Hier, im Fürstendunstkreis, fand Luther Unterstützung und Förderung. Der Augustinermönch hatte sich mit der römischen Kirche angelegt. Seine Agitation gegen den Ablasshandel mündete in eine umfassende Neubegründung der christlichen Glaubensgrundsätze. Mehr noch: In der Schrift von der Freiheit eines Christenmenschen (1520) stellte Luther das Konzept der menschlichen Willensfreiheit in einen komplett neuen Zusammenhang. In Torgau, so lässt sich dieser Tage nachprüfen, wurden unter Friedrich dem Weisen die Samen einer spirituellen Revolution gesät, die man "evangelisch" nennt.

Die große Ausstellung Luther und die Fürsten verdankt sich dem Kraftakt einer besonderen Institution. Die Staatlichen Kunstsammlungen Dresden zeichnen für den Export vieler Exponate nach Torgau verantwortlich. Über drei Millionen Euro hat man in die Renommierschau gepumpt. Sie bildet lediglich den Auftakt zu einem wahren Reigen an Präsentationen, die nacheinander Luthers Person (Wittenberg), sein Verhältnis zu Deutschland (Wartburg) und zur Welt schlechthin (Berlin) beleuchten sollen.

Torgau macht den Anfang - und versichert sich des großen Reformators, indem es sein Wirken am Gedeihen der kursächsischen Sache misst. Die verblüffende Nachricht der Ausstellung lautet: Luther, der unbeugsame Polemiker gegen die Willkür Roms, mag vielen deutschen Fürsten des frühen 16. Jahrhunderts wie ein Geschenk des Himmels vorgekommen sein. Mit der Konsolidierung der evangelischen Kirche purzelten die römischen Besitzungen in die Hände ansässiger Machthaber.

Unüberhörbar regte sich Widerstand gegen die Kaisergewalt. Als eine Art Vorsitzenden der deutschen Länderkonferenz hätte man den Habsburger Karl V. gerne geduldet. So trieb man ihn als Gegenspieler Luthers in das Dilemma, gemäß seinen verbrieften Rechten zugleich für die Einheit des Reiches einzutreten und den Religionsfrieden zu wahren.

Protestantische Wehrkraft

Die konfessionellen Konflikte von damals lassen sich nur im Spiegel der Politik sehen und begreifen.
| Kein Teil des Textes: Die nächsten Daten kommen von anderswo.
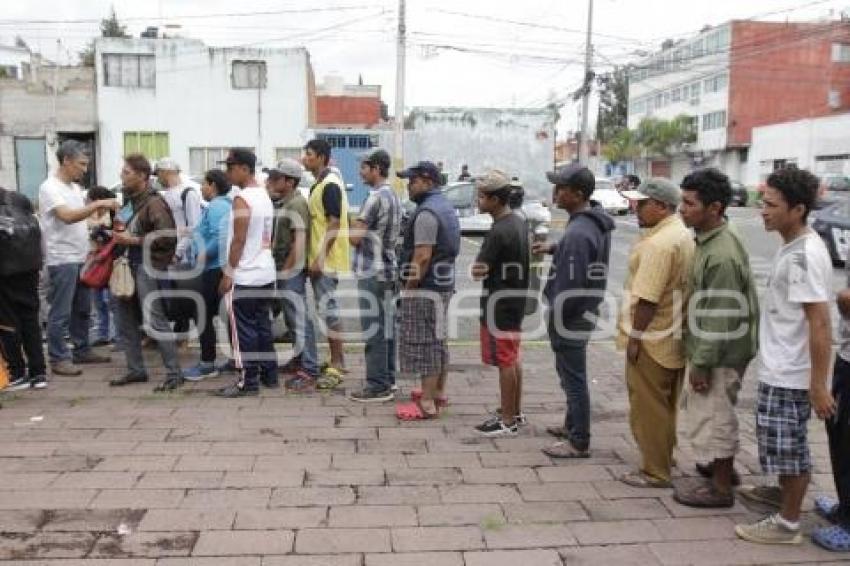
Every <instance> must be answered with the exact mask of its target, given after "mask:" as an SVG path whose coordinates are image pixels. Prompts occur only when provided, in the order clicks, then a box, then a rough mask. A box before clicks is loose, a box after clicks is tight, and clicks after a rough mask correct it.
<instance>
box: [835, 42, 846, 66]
mask: <svg viewBox="0 0 850 566" xmlns="http://www.w3.org/2000/svg"><path fill="white" fill-rule="evenodd" d="M832 62H833V63H850V45H848V44H846V43H833V44H832Z"/></svg>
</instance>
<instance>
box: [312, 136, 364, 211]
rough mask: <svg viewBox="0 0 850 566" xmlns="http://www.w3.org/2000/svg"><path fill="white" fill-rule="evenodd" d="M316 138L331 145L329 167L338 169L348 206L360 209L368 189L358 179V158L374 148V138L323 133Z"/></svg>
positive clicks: (353, 207) (361, 180) (358, 172)
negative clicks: (340, 175)
mask: <svg viewBox="0 0 850 566" xmlns="http://www.w3.org/2000/svg"><path fill="white" fill-rule="evenodd" d="M316 137H317V138H319V139H323V140H325V141H327V142H328V143H329V144H330V145H331V148H332V151H331V165H335V166H336V167H338V168H339V170H340V173H342V179H343V181H344V182H345V190H346V194H347V196H348V204H349V206H351V207H353V208H355V209H356V208H360V207H361V206H362V205H363V203H364V202H365V201H366V197H367V196H369V187H367V186H366V185H365V184H364V183H363V180H362V179H361V178H360V157H361V155H362V154H364V153H366V152H367V151H369V149H370V148H372V147H374V141H375V139H374V136H370V135H368V134H347V133H337V132H335V133H329V132H324V133H317V134H316Z"/></svg>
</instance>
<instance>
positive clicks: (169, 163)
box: [153, 157, 180, 171]
mask: <svg viewBox="0 0 850 566" xmlns="http://www.w3.org/2000/svg"><path fill="white" fill-rule="evenodd" d="M153 170H154V171H180V165H179V164H178V163H177V161H176V160H174V159H172V158H170V157H163V158H162V159H160V160H158V161H157V162H156V165H155V166H154V168H153Z"/></svg>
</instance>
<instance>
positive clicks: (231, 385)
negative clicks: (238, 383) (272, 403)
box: [215, 385, 260, 399]
mask: <svg viewBox="0 0 850 566" xmlns="http://www.w3.org/2000/svg"><path fill="white" fill-rule="evenodd" d="M259 394H260V392H259V390H257V389H243V388H242V387H239V386H238V385H229V386H227V387H223V388H221V389H219V390H218V391H216V392H215V395H216V396H218V397H225V398H227V399H234V398H236V397H248V396H251V397H256V396H257V395H259Z"/></svg>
Insofern behält die Torgauer Ausstellung mit ihren rund 200 Exponaten im Licht des Titels recht. Die präsentierten Schaustücke zeugen vor allem vom wachsenden Selbstbewusstsein der protestantischen Reichsfürsten. Die goldüberladene Mitra des Bischofs Albrecht von Brandenburg soll die Polemik gegen Roms Kirchenfunktionäre belegen. Als Stein des Anstoßes wirkt sie ein halbes Jahrtausend später geradezu rührend. Man wird als Besucher an bewaffnete Konflikte erinnert und vergisst bald, die Löcher in den Brustharnischen zu zählen.
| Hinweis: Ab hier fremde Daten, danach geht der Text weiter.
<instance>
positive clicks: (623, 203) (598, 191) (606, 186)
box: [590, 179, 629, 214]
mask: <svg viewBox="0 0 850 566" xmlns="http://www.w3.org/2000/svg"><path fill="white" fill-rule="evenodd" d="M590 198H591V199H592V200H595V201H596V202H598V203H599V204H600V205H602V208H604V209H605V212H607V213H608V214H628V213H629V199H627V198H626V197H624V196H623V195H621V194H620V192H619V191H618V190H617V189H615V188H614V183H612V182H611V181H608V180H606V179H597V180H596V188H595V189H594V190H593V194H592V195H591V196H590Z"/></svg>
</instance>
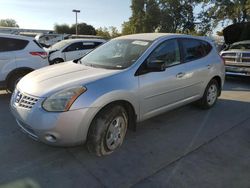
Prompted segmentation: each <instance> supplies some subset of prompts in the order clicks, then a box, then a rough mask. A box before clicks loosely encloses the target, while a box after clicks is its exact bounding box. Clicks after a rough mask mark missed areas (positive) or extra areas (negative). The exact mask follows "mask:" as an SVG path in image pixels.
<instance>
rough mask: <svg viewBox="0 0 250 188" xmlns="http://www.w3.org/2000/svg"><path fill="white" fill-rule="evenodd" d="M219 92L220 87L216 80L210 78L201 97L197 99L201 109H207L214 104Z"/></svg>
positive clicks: (213, 104)
mask: <svg viewBox="0 0 250 188" xmlns="http://www.w3.org/2000/svg"><path fill="white" fill-rule="evenodd" d="M219 93H220V89H219V85H218V82H217V81H216V80H211V81H210V82H209V83H208V85H207V87H206V90H205V92H204V94H203V97H202V98H201V99H200V101H199V105H200V107H202V108H203V109H209V108H211V107H212V106H214V105H215V103H216V101H217V99H218V96H219Z"/></svg>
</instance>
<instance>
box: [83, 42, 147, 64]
mask: <svg viewBox="0 0 250 188" xmlns="http://www.w3.org/2000/svg"><path fill="white" fill-rule="evenodd" d="M151 43H152V42H151V41H145V40H131V39H115V40H111V41H110V42H107V43H105V44H103V45H102V46H100V47H98V48H97V49H96V50H94V51H92V52H91V53H89V54H88V55H86V56H85V57H83V58H82V59H81V61H80V62H81V63H82V64H84V65H86V66H93V67H100V68H107V69H125V68H127V67H129V66H130V65H132V64H133V63H134V62H135V61H136V60H137V59H138V58H139V57H140V56H141V55H142V54H143V52H144V51H145V50H146V49H147V48H148V47H149V46H150V44H151Z"/></svg>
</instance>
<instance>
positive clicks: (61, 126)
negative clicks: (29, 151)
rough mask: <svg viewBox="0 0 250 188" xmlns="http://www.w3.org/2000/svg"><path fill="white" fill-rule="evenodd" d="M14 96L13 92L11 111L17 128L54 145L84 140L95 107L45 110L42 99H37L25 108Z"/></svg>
mask: <svg viewBox="0 0 250 188" xmlns="http://www.w3.org/2000/svg"><path fill="white" fill-rule="evenodd" d="M15 96H16V95H15V93H13V95H12V98H11V103H10V109H11V112H12V114H13V115H14V116H15V118H16V121H17V124H18V125H19V128H21V130H22V131H23V132H24V133H26V134H27V135H28V136H30V137H31V138H33V139H34V140H37V141H41V142H44V143H46V144H50V145H55V146H72V145H78V144H82V143H84V142H85V141H86V139H87V133H88V128H89V125H90V123H91V121H92V117H93V116H94V113H95V112H96V109H95V108H83V109H78V110H72V111H68V112H60V113H55V112H46V111H45V110H43V108H42V107H41V103H42V101H43V100H44V99H39V100H38V101H37V103H36V104H35V105H34V106H33V107H32V108H31V109H26V108H23V107H21V106H19V105H18V104H17V103H16V102H15Z"/></svg>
Der schmalkaldische Fürstenbund steht gegen die Habsburger 1546/47 militärisch auf verlorenem Posten. Überzeugender als das Wiederkäuen des konfessionellen Blutvergießens ist der Hinweis auf den Umsturz des Medienwesens. Martin Luther (1483-1546) wie auch der lehrende "Praeceptor Germaniae" Philipp Melanchthon (1497-1560) etablierten eine neue Schriftkultur. Im Schutz der Torgauer Burg, in den niedrigen Gewölben der benachbarten Superintendentur, entstanden einige Grundlagen des gemeinen Verkehrsdeutschs. Wer Luther und die Fürsten betrachtet, wird auf die schmale Basis eines weltumstürzenden Geschehens zurückverwiesen.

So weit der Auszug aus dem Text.